Je la vis se lever avec peine pour se mettre en marche ; elle me donna une poignée de main et me dit adieu. Je remarquai qu’elle était courbée par la fatigue et la misère, qu’elle marchait péniblement, appuyée sur un gros bâton de sapin. La mère Gâteau la suivait, toujours sa schabraque sur la tête, jurant et marmottant entre les dents. Je compris que c’était toujours après le vieux chasseur.

Dans ce moment, nous pouvions être quarante, et, à chaque instant, notre nombre augmentait. J’aperçus un sergent du régiment : il se nommait Humblot. En me voyant, il me demanda ce que je faisais là. Je lui répondis que je me reposais et que j’examinais si je ne ferais pas bien de passer la nuit où je me trouvais et de partir le lendemain de grand matin.

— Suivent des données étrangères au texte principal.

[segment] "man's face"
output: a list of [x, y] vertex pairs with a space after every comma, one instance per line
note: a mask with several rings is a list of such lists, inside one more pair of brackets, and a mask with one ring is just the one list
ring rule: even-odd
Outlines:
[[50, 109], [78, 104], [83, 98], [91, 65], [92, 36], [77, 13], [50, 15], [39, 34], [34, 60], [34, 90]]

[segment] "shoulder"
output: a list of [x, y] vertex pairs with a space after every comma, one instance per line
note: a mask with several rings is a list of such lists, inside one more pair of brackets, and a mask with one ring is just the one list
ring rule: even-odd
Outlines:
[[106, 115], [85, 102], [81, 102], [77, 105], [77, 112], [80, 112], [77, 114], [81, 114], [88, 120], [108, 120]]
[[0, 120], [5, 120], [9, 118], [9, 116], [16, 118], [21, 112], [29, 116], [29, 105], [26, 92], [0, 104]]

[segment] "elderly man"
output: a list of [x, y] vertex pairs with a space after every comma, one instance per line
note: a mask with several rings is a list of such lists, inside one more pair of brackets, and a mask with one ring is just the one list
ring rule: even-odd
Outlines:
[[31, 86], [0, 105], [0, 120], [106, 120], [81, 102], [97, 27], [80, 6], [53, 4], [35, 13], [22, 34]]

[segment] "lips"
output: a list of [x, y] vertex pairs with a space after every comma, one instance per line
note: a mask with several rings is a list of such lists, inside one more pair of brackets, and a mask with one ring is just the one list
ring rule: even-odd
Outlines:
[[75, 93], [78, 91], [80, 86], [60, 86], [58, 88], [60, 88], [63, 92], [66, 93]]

Humblot, qui était un brave garçon et qui m’aimait beaucoup, me fit des observations très justes, d’abord sur le temps qui était supportable, sur l’avantage qu’il y aurait pour moi de traverser la forêt où, me disait-il, de l’autre côté, nous trouverions des maisons où nous pourrions passer la nuit ; le lendemain, nous arriverions de bonne heure à Wilbalen, petite ville à trois ou quatre lieues d’où nous étions, où nous trouverions nos camarades et pourrions nous procurer des vivres. Enfin, il fit tant, que je pris mon sac et mon fusil, et partis avec le sergent Humblot.

En marchant, Humblot me dit que, quoique nous fussions dans la Poméranie prussienne, il n’était pas prudent de marcher isolé en arrière, car plusieurs milliers de Cosaques avaient passé le Niémen sur la glace.